Free traders and efficiency wonks see no difference between a cashmere sweater or a can opener and the health records or financial information of a housewife, US senator or corporate executive. Very little retrospect points to a trend that is patently dangerous to the national security and interest of the United States and the civilized world in general. A Bush administration official pronounced on television recently, “…We have to be right all of the time. Our enemies only have to be right once”.

There are has always been the notion of “do-the-right-thing”. The right thing to do is to regulate the transfer of information systems and data overseas. Even after the cold war, we still do not freely transfer the knowledge needed to create weapons of mass destruction to China or Russia. Why do we transfer potentially millions of terabytes of critical personal, financial and corporate information overseas? Why do we send critical system, application and imbedded software to be coded in programming sweatshops without systems or processes to positively assure us of their security?

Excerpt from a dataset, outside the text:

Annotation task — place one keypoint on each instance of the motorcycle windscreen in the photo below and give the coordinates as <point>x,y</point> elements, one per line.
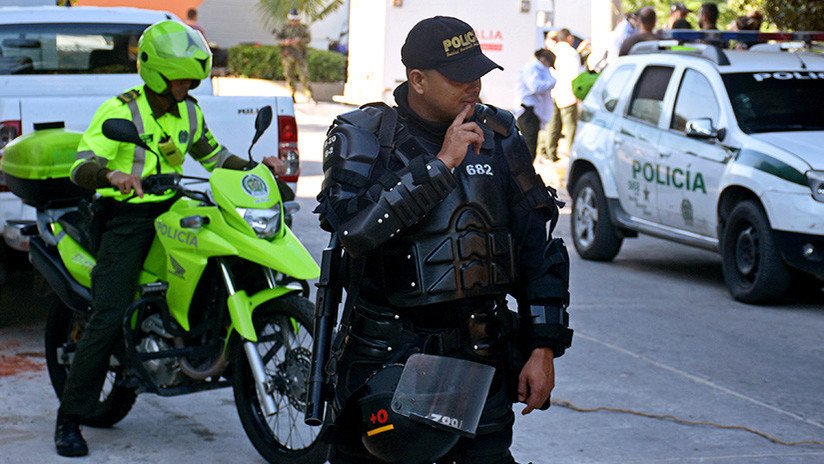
<point>442,392</point>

Surely we will all migrate to a true global economy. We are at the crucible of economic history and our fate will be determined by the wisdom of decisions we and our leaders make. Globalization is not only possible, it is here and will continue to happen. But the pace of globalization should not be driven by the bottom line. We have the ability to make decisions to either dangerously speed up the pace or proceed with prudence and caution. It should be done when we are ready and assured that social, political, economic and security concerns have been fully addressed by all parties involved.

Being the one to say, “I told you so!” or “Didn’t I warn you?” means nothing to those of us who collectively see the writing on the wall. Defenders of the information outsourcing trend are not driven by strategic intent to defend the United States or the civilized world as whole. They are motivated by selfish intentions to be messiahs of the bottom line and slaves to the quarterly reports. All they care about is winning the race to the bottom.

As far as I am concerned, they can go straight to hell.